As is often the case, the BRI, a unified market without peer on the planet, has been building a city within the City of London to transform the once neglected Royal Albert Dock and its surroundings into a gleaming business hub for international finance and tech firms. At the same time, the Asian Business Port is changing the everyday lives of many people and local businesses across the River Thames and east London.
It's a sentiment also shared by British officials and local authorities, who have welcomed the area's transformation. Rokhsana Fiaz, mayor of Newham that houses the redevelopment project, says, “The Royal Docks is going through a renaissance and once again will be London's gateway to the world. 
Chinese President Xi Jinping met with British Prime Minister Theresa May in Hamburg, Germany, July 7, 2017. /Xinhua Photo‍

Chinese President Xi Jinping met with British Prime Minister Theresa May in Hamburg, Germany, July 7, 2017. /Xinhua Photo‍

With ABP, London City Airport, Crossrail and Silvertown Quays, it offers many opportunities for businesses and the residents of Newham. A vibrant place, it now offers a home to British companies and businesses from around the world.”
For now, the project is the largest ever infrastructure development in the UK to be led by a private Chinese company. Many international businesses, including dozens from China, will soon open up branches in the ABP. This has to be great news for the east London communities, which still suffer from poverty and deprivation. Since the ABP is an inclusive club, it will bring benefits to the locals, by creating new jobs and investment opportunities in the surrounding neighborhoods.
After all, as maintained by Chinese Ambassador to the UK Liu Xiaoming, "The Belt and Road Initiative is a chorus rather than a one-man show, a platform for win-win cooperation rather than a tool to put one's own country first."
Little wonder Douglas Flint, Britain's envoy to the BRI, has also said that the UK plans to channel investment and expertise into the international economic development program. In his words, "In line with national interests and priorities, we will act as a portal for UK commercial engagement, throughout the BRI projects."
It means what it means.

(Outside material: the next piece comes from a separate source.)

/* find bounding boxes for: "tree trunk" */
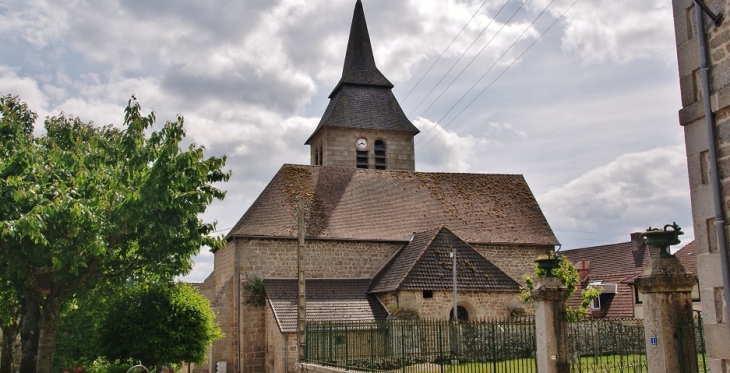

The establishment of the Asian Business Port in London is a great leap forward in the China-UK diplomatic and economic relations. The plus point is that all of this is happening under the BRI, in which the very meaning of the common good is up for grabs. This bold, intensely internationalist vision will soon reshape and extend the trajectory of Chinese-British trade and commerce beyond the confines of their national borders.
The joint infrastructure development project has undoubtedly sent a clear message to the government and people of Great Britain that there is no rivalry between Beijing and London, and certainly no cutthroat commercial competition for dominance. Put simply, this is a new form of collaboration and trust has been built upon economic integration and internationalism.
AIIB's headquarter building in Beijing /VCG Photo

AIIB's headquarter building in Beijing /VCG Photo

In the process and with help from the Asian Infrastructure and Investment Bank that has many member nations and billions of dollars in capital, China and UK can and should create an opening for a major shift in the nature of their relations under the BRI.
It's the only way to knit the Pacific and the Atlantic, transcend the vast distances, establish a shorter shipping route, and advance shared wealth and prosperity. Such a grandiose vision is possible because it's been built upon mutual trust, equal trade terms, and fair business practices and commercial opportunities.
The ever-accelerating China-UK economic partnership and joint infrastructure development projects like the Asian Business Port in east London have the potential to provide other European countries participating in the BRI with equal opportunities, too, such as Italy and Greece, in what Chinese President Xi Jinping once said is the "project of the century," or the strategy of the four continents.